Celui qui fait la volonté de Dieu, celui-là est pour moi un frère, une sœur, une mère. »
COMMENTAIRE
Les vacances nous ramèneront bientôt en famille. Pour des visites. Des retrouvailles. Des projets de toute sorte. De bons repas à la maison ou entre amis, et du temps heureux passé ensemble. Du temps pour se parler. Se connaître mieux.
Nous savons bien que le bonheur d’être ensemble nous échappe souvent. La parole de Dieu nous montre aujourd’hui ce qui souvent nous empêche d’être heureux. Dans la première lecture, au livre de la Genèse, c’est un couple brisé que nous retrouvons. L’homme et la femme qui se perdent de vue. Ils se séparent même de leur Créateur. C’est la peur et l’éloignement qui les font se cacher. Et dans le récit de Saint Marc, dans l’Évangile, nous assistons à une démarche étrange de la part de la famille naturelle de Jésus. À le voir aller, ils se disent qu’il a perdu la tête, en parlant de Jésus. Et par la suite, ils viennent jusqu’à la maison où Jésus se trouve et, restant dehors, ils demandent à lui parler. Que lui veulent-ils? Leur approche a plutôt l’air contrôleuse ou méfiante, comme s’ils n’avaient rien compris de lui..
L’histoire malheureuse du couple originel et la démarche des proches de Jésus qui frappent à la porte de la maison, nous sont peut-être racontées pour nous permettre de mesurer où nous en sommes nous-mêmes dans nos rapports des uns avec les autres, et avec le Christ.
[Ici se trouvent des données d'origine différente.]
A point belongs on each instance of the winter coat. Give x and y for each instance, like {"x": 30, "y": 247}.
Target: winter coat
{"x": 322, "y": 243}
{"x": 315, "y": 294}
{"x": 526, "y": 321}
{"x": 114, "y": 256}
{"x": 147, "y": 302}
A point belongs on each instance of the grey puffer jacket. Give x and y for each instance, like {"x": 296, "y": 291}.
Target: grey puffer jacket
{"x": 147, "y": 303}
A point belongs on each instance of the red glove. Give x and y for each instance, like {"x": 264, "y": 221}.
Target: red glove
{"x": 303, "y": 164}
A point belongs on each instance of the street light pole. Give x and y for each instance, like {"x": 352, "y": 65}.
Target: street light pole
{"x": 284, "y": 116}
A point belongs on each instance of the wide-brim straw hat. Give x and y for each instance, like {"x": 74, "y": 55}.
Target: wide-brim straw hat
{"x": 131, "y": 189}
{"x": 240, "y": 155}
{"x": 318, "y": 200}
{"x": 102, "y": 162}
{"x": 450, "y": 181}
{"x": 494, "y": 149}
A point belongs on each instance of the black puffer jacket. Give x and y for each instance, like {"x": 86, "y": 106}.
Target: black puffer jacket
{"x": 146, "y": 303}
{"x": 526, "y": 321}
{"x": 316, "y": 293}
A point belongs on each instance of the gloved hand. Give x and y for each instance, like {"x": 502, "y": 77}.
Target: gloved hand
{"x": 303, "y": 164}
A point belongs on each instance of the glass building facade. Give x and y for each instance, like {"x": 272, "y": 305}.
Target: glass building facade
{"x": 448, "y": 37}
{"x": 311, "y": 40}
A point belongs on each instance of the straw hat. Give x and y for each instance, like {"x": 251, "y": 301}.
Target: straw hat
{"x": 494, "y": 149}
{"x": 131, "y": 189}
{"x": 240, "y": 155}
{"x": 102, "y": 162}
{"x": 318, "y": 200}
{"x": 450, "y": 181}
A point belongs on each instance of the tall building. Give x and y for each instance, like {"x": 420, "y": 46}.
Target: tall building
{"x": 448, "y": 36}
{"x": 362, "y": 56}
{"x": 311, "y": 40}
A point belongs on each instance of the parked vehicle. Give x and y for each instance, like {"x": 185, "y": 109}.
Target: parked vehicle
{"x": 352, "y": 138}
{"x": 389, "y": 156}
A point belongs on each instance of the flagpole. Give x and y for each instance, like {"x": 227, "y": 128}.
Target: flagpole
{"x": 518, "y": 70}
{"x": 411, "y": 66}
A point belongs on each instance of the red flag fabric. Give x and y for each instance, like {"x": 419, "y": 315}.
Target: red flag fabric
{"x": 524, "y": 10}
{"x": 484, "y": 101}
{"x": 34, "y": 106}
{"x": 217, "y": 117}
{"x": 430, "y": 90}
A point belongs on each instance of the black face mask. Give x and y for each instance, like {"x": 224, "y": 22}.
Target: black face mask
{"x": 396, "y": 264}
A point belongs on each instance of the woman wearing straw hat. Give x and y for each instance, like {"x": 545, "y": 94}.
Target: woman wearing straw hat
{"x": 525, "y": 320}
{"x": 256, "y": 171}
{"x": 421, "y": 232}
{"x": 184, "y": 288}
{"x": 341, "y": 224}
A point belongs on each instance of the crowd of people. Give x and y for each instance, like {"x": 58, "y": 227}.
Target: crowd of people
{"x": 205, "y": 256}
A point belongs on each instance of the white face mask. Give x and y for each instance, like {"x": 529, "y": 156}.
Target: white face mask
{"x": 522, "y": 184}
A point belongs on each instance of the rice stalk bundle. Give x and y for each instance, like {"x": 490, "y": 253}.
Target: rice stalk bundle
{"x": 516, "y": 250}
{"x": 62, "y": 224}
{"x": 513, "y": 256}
Quelle famille formons-nous? De quel bord sommes-nous? Qu’est-ce qui nous tient le plus à cœur? Qu’est-ce qui nous éloigne ou nous rapproche des nôtres et du Christ?
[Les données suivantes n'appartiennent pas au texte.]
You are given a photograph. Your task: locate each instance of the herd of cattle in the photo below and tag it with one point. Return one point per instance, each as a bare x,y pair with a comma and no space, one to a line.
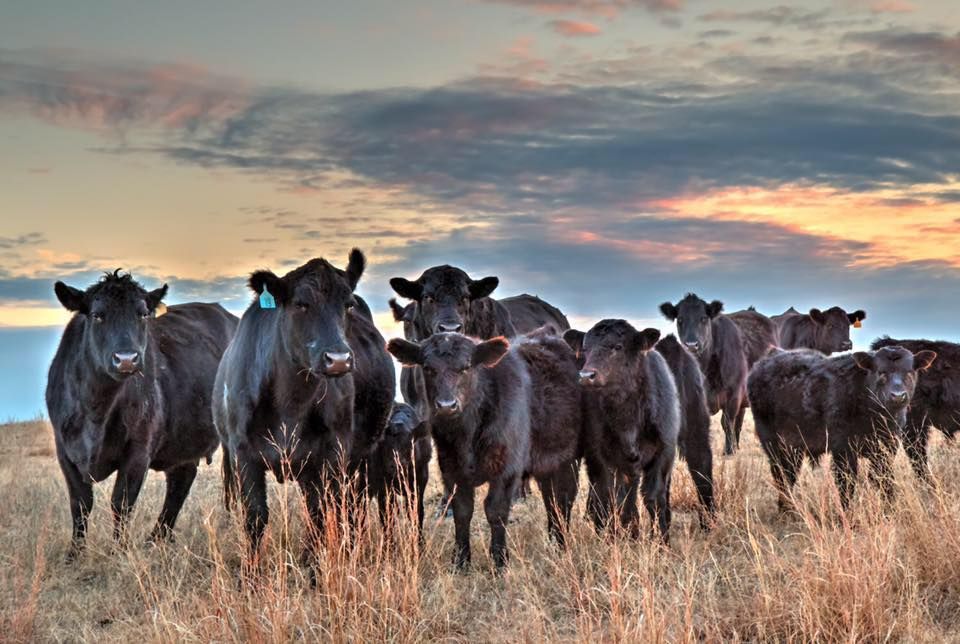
303,386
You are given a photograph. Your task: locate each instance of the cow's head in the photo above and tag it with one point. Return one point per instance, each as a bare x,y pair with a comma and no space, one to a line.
694,319
118,313
403,428
443,295
610,352
450,362
892,374
832,328
313,302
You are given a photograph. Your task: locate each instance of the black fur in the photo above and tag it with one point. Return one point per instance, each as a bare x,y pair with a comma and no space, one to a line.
716,342
631,423
500,412
805,404
936,402
278,409
156,416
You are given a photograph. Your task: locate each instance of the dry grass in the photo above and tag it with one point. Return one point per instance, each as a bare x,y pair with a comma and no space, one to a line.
872,575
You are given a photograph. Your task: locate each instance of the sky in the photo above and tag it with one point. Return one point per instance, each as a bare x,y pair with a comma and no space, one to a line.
607,155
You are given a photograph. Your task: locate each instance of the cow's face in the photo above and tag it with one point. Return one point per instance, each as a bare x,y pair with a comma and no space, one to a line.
892,374
118,314
314,301
832,328
609,353
404,427
694,319
443,295
450,362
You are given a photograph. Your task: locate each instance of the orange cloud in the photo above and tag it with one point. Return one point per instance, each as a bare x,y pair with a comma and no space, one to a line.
574,29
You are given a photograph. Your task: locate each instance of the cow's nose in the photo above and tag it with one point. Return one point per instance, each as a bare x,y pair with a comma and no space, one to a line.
126,361
448,405
337,364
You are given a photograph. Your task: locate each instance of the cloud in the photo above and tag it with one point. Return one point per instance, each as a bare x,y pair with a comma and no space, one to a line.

La Parole de Dieu nous a mis en contact avec Adam et Ève et avec deux familles en Saint Marc pour nous dire comment parfois nous sommes et comment il ne faut pas être, pour apprendre enfin comment il nous faut être. Elle nous rappelait d’abord nos premiers parents, autant dire notre toute première ascendance humaine, notre héritage fondamental. L’histoire humaine qui se voulait idyllique et toute de bonheur, mais qui tourne mal aussitôt que nous sommes mis à l’épreuve. La désobéissance nous est viscérale. Nous sommes vite ramenés à reconnaître nos fragilités, notre nudité. Nous allons tout de suite nous cacher. Nous avons peur de Dieu. Nous avons peur des autres. Nous avons honte d’être trouvés nus les uns devant les autres. Il a fallu que Dieu finalement nous remette chacun à notre place dans le Christ et nous montre en lui un chemin de retour, de dignité, d’espérance. Saurons-nous prendre ce chemin?
Et dans l’Évangile nous apprenons que la vraie famille de Jésus, c’est celle dont les membres sont dociles à la Parole, eux qui font la volonté de Dieu en étant simplement là, avec le Seigneur, là pour l’entendre, l’accueillir, se tenir en sa présence. C’est cela faire la volonté de Dieu. Il s’en suivra pour nous une vie renouvelée dans la grâce de l’Évangile : vie d’amour et de justice, de tendresse et de miséricorde, de solidarité et de paix.
Où sommes-nous dans cette galerie évoquée par la parole de ce dimanche? Sommes-nous des gens d’écoute, d’accueil, qui se laissent rassembler par le Fils. Au risque de passer – comme lui – pour des fous, pour des gens qui ont perdu la tête?
La famille naturelle de Jésus se préoccupe de lui, le soupçonne d’avoir perdu la tête; ils veulent le voir pour le contrôler, le récupérer pour eux, l’arrêter de faire ce qu’il fait. Jésus leur donne dans sa réponse de quoi réfléchir. S’ils veulent être avec lui, être véritablement de sa famille, qu’ils se tournent vers lui pour en attendre un enseignement, une rencontre avec le Père. Qu’ils fassent ainsi la volonté de Dieu, en accueillant son Fils. Avec lui ils seront eux aussi enfants du Royaume. Ils composeront la grande famille de Jésus.
Jésus ne garde personne pour lui seul. Il ne se laisse pas capter par un petit groupe. Il veut nous conduire tous vers le Père. Et c’est là sa mission, la mission du Christ, la grande mission reçue du Père, qu’il nous confie à son tour : nous conduire tous, en amour et fidélité, vers notre Dieu et Père, vers nos frères et nos sœurs, pour notre joie, pour notre paix.